Целые поляны земляники напихали себе в рот и стоят не уходят – вдруг у меня еще что есть в карманах. Жуют, как две мясорубки. Глаза от напряжения круглые и умные.
Снимаю ботинки, белые носки мои выглядят так, что ими пыль с книг вытирать можно.
– Мама дома? – спрашиваю тихо.
Отрицательно крутят головами, оба, одновременно, потом сын говорит:
– Нет, ушла.
Потом дочь говорит:
– Мамы нет, ушла.
Каждый из них говорит так, как будто второго не существует. На любой вопрос – два ответа.
– А папа есть?
– Ты папа.
– Вот наш папа.
Тыкнули пальцами с двух сторон, в левое бедро и в правое.
С недавних пор жена не боится оставлять их одних, правда, ненадолго. Они смирные, спички не жгут, окна не открывают, ковыряются у себя в комнате. Строят домик.
Еще мне кажется, что с недавних пор она их ненавидит – не постоянно, но припадками; может, поэтому и уходит, чтоб не видеть. Они машут в окно ей лапками, она отворачивается – и судорога на лице. Это я ее довел.
Вскрыл холодильник, пошуровал в холодке, нашел сосиску и старый сыр, начал грызть его как яблоко, пока шел к столу, потом вернулся за майонезом.
Дети проделали весь этот путь по большой кухне со мной: туда, обратно, туда. У холодильника дважды привставали на цыпочки, заглядывая.
– А есть что-нибудь вкусненькое? – он.
– Пап, дай чего-нибудь вкусненького! – она.
Из вкусненького варенье, они не хотят. Нет так нет.
Сосиску разогрел в микроволновке – она лопнула и начала там салютовать. Опять жена даст втык за то, что вся печка грязная внутри. Скажу, что не я.
(«Да, сосед», – скажет она.)
Вытащил тарелку, сосиска дымилась, искореженная.
– Ой, – сказал сын, глядя на сосиску.
– Вау, – протяжно сказала дочь.
Я внимательно посмотрел на дочку, она сыграла плечиком.
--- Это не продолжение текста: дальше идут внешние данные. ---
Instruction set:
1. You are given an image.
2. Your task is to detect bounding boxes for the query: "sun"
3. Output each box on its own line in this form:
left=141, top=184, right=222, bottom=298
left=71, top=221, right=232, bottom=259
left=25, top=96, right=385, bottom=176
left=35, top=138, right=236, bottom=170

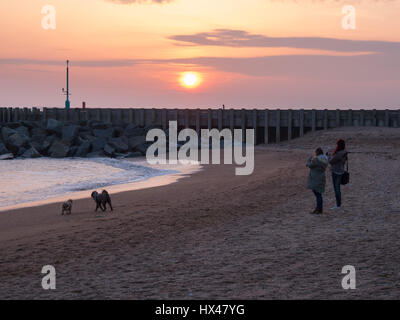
left=180, top=72, right=201, bottom=89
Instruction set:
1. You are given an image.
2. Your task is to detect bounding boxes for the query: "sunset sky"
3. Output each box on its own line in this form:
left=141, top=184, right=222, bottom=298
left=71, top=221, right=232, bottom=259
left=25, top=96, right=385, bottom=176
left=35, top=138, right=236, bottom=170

«Надо же, – подумал неопределенно, – девка уже…»
Встали по обе стороны от меня.
Я подумал и еще раз сходил к холодильнику за огурцом. Как вкусно: огурец, ошпаренная сосиска, сыр, вот хлеб еще достанем.
– Я тоже хочу огурец, – сказала дочь.
– А я сосиску, – сказал сын.
– Вы ели? – спросил я, пережевывая.
Они переглянулись: не помнят.
Опять встал, пошел к холодильнику. Сколько раз я открою-закрою его за время обеда – двадцать два или меньше? Яйца сейчас в гоголь-моголь взобьются. Кстати, да, яйца.
– Яичницу будете? – спросил, не оборачиваясь.
Когда вернулся – они вдвоем, ёрзая, сидели на моем стуле и доедали мой прекрасный обед.
– Пап, ты меня любишь? – спросила дочка весело.
– Люблю, люблю.
Треснул яйцом о край сковороды.
Сын смолчал, увлеченный вылавливанием огрызка сосиски, упавшего в банку с майонезом.
Дочка доела огурец и решила продолжить разговор с той же интонацией, как будто не произносила эту фразу семь секунд назад.
– Пап, ты меня любишь?
Вместо «ш» она произносит «с» – «любис».
– Нет, не люблю, – сам себе удивившись и не думая о смысле произносимого, вдруг ответил я, пошевеливая сковородой с яичницей.